Most of us feel we don’t really fit into a box, but oftentimes we are too scared of ridicule to say so openly. Ironically, we still tend to try to fit other people into neat little boxes. Those who live as they are, without apology, are often the ones who bring about revolution—and they usually don’t understand what the big deal is for the rest of us. These are people who push boundaries without realizing they’re doing it. If you tell them they’re breaking new ground, they will shrug their shoulders and say they’re just being themselves.
It is that way with Katie Pearlman, a New Jersey native who now lives and makes music on Long Island. Born to a family of mostly men, Katie was a self-professed tomboy who took up playing the drums at the age of ten. She was playing in bands and recording music before she was old enough to leave home. These days, she is a highly sought-after session and live musician, well-respected in the community and unfazed by being a female drummer in a scene mostly full of men.
“I’ve always felt very comfortable in this scene,” Katie explains. “Until this year, I always worked with men. I’ve been fortunate to have known and worked with some great men in this business. That being said, I realize now that it’s special to be a woman, and it’s important to pay tribute to women who have been through life experiences and have come out on top, so to speak.”

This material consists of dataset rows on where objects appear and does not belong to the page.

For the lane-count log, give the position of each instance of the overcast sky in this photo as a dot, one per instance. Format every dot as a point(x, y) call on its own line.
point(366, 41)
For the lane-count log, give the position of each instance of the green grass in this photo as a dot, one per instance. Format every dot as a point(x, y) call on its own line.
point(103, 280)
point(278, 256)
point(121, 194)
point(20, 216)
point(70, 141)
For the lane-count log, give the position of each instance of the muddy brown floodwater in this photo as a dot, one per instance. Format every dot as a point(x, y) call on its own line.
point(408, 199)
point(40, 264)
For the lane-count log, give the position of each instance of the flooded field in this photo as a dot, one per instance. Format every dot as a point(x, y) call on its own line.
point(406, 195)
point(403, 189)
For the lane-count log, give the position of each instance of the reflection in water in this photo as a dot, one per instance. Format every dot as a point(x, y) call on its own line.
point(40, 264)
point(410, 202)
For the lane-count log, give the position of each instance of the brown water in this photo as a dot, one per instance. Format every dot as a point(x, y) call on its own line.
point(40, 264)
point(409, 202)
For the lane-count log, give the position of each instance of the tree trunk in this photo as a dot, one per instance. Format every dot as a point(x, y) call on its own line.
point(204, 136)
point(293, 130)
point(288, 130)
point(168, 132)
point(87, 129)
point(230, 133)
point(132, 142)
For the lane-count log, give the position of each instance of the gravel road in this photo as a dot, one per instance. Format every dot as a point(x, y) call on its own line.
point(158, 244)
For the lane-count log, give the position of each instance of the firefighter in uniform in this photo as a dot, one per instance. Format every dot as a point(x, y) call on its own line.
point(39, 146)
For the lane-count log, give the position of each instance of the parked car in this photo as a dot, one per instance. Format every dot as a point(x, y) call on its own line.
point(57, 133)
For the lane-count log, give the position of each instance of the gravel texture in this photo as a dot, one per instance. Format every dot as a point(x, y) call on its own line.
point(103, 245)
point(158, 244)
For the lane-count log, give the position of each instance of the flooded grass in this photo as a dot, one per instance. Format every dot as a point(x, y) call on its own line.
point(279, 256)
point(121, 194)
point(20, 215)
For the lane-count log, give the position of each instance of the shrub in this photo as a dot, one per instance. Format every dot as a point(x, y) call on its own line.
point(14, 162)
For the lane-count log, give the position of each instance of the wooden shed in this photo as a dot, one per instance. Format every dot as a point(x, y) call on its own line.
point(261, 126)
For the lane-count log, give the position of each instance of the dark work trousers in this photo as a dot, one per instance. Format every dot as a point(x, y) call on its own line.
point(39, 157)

That is exactly what she’s doing with her new release, Girls Like Us. Katie got the idea to write an album celebrating women when she read Andrea Buchanan’s book Note to Self: 30 Women on Hardship, Humiliation, Heartbreak, and Overcoming It All. “I was interested in reading stories about other women. The title track, ‘Girls Like Us,’ is about a woman who I related to at the time I read the story. Greta grew up somewhat like me, a tomboy. She had brothers, she played guitar, she loved sports, etc. She was a professional athlete and wrote of the difficulty she had going from [being] a professional athlete to a pregnant woman [and dealing with being] much larger than her former body. I was pregnant at the time and loved this story because she spoke of how superficial beauty can be because our physical bodies change at some point in our lives.”
Katie’s experiences as a new mom, especially balancing her family life with being a working musician, caused her to look at life a little differently and colored the perspective of the album. Katie’s songwriting is deeply rooted in storytelling; in many of them, she will introduce a character and simply share that person’s story. But a thoughtful, introspective sensibility pervades each tale, causing listeners to feel that maybe this story is about them, too.
Girls Like Us is Katie’s third album, and instead of settling into a comfortable, “more of the same” sort of groove as so many artists do, Katie is taking the opportunity to grow, change and learn. She has put a new band together and has stepped out from behind the drumset to play guitar, embracing the intimacy of performing as a singer-songwriter rather than just “one of the band.” You can catch a glimpse of this at the cd release party for Girls Like Us on January 6th, in the lobby of the Patchogue Theatre. You might just come away from the experience feeling ready to do a little growing, changing and learning yourself.